It turns out that my discussion of the Constitutional ramifications of nominating Clinton to be Secretary of State was, while prescient, somewhat misguided in that it was directed at the wrong Clinton. Senator Hilary Clinton, it seems, faces an Emolument Clause problem. Article I, section six of the United States Constitution:
No Senator or Representative shall, during the Time for which he was elected, be appointed to any civil Office under the Authority of the United States which shall have been created, or the Emoluments whereof shall have been increased during such time....
In plain language, this means that no Member of Congress may be appointed to an office that was created, or the salary paid to which was increased, during his or her term in office. What does this have to do with Sen. Clinton? Well, back in January of this year, President Bush signed an executive order raising the salary of Cabinet officers from $186,600 to $191,300. And Sen. Clinton's term ends in 2012. Hence, she is Constitutionally ineligible to serve in Pres. Obama's Cabinet.

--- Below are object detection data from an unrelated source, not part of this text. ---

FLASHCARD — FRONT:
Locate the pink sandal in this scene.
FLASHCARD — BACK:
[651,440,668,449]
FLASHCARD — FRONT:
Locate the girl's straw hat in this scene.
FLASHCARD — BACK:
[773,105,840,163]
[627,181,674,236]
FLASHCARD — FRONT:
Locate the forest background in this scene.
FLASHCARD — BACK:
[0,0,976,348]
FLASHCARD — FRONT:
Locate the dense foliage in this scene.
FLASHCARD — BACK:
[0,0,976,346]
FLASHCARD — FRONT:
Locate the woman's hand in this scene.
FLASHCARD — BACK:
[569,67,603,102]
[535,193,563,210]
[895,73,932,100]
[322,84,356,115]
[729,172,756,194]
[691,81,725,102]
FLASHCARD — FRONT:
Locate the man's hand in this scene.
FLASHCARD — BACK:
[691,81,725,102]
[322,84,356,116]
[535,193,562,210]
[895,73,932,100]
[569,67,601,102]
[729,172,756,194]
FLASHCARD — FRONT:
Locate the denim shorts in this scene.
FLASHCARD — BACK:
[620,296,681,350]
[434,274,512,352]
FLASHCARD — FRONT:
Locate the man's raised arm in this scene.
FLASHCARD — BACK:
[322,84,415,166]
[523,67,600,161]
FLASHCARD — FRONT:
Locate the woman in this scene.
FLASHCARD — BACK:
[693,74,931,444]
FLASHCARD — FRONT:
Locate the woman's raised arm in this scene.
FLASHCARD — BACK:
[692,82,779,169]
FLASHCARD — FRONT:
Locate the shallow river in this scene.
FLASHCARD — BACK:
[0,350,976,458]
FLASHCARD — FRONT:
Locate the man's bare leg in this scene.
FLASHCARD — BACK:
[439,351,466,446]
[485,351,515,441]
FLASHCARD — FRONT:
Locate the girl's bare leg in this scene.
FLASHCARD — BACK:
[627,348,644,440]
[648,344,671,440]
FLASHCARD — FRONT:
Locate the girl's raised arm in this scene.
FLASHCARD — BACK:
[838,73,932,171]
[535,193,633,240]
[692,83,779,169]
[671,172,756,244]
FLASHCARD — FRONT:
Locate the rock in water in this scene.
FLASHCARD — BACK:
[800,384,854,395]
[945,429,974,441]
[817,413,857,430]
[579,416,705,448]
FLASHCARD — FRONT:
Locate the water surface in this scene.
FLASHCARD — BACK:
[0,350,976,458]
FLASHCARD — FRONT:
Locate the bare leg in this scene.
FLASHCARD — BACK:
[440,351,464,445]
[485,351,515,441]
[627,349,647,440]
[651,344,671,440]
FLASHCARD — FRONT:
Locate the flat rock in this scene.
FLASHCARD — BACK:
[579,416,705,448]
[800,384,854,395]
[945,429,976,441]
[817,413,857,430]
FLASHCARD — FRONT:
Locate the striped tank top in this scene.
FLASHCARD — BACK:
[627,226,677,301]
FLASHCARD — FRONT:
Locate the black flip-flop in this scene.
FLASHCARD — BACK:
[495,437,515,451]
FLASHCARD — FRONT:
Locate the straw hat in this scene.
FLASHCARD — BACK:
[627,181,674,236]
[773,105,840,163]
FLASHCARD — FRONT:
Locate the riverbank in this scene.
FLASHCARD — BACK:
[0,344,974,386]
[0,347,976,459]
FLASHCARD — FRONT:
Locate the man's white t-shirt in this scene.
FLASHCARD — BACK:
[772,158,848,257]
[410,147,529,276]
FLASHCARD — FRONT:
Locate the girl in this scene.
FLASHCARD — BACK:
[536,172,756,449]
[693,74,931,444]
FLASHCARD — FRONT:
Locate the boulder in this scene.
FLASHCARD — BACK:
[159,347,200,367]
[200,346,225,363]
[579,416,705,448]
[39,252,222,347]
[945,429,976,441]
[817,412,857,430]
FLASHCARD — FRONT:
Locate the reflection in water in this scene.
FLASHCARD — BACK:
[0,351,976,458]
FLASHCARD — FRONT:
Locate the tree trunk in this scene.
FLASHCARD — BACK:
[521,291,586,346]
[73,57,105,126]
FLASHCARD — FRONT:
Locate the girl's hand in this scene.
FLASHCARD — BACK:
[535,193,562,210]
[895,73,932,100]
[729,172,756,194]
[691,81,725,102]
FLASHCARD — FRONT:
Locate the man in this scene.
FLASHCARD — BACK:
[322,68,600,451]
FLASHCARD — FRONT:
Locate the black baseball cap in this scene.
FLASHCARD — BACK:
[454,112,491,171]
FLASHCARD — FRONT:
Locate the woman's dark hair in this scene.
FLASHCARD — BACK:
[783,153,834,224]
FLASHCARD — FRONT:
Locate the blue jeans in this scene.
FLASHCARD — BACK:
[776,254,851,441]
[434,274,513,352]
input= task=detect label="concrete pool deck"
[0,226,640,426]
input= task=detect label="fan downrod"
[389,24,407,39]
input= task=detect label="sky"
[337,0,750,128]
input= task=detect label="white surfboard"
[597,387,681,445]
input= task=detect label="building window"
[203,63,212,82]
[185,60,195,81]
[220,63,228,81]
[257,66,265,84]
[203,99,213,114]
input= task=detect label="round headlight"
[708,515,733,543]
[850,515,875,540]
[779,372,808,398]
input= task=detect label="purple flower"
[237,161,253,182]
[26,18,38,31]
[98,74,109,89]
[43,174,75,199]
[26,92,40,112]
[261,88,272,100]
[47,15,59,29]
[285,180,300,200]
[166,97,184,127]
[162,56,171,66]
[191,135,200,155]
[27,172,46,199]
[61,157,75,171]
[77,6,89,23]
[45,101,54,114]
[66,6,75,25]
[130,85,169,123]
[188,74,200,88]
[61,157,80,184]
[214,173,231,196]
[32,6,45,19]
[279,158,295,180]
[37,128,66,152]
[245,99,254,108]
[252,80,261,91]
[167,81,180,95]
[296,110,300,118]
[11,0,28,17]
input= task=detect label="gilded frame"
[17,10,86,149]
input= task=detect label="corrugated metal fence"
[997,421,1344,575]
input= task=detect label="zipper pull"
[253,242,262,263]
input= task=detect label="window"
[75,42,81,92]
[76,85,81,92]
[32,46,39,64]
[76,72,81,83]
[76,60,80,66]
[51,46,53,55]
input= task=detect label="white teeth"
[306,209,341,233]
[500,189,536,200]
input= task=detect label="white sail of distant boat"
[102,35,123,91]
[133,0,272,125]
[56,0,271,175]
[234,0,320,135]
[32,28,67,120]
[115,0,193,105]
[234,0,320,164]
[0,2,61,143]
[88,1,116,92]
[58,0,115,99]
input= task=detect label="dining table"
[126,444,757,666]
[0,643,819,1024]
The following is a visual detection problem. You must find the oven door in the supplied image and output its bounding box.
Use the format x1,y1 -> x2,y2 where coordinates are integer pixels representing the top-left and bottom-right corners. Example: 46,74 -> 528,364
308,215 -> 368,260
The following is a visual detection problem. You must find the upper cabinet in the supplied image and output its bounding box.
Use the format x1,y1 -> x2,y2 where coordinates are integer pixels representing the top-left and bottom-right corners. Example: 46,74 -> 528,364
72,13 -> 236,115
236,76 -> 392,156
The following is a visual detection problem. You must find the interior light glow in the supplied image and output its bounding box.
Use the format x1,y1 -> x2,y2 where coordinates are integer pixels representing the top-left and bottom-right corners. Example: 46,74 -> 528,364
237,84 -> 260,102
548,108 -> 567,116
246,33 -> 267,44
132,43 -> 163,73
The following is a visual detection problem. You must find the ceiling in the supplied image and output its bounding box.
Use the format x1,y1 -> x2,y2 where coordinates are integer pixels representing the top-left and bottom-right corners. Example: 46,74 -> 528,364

This is hardly the first time this problem has arisen. The Emolument Clause stood in the way when Sen. Philander C. Knox was nominated by President Taft to be Secretary of State; Congress "solved" the problem by passing a law reducing the salary of the Secretary of State to its level at the beginning of Knox's term in office. Subsequent Congresses did the same for other nominees in similar situations, including Sen. William Saxbe, nominated by Pres. Nixon to be Attorney General, and Sen. Lloyd Bentsen, nominated by Pres. Clinton to be Secretary of the Treasury. This kind of legislative action -- known nowadays as a "Saxbe fix" -- is arguably unconstitutional, but it's never been challenged in court. But if there's any Senator whose nomination might prompt such a challenge, it would be Hilary Clinton.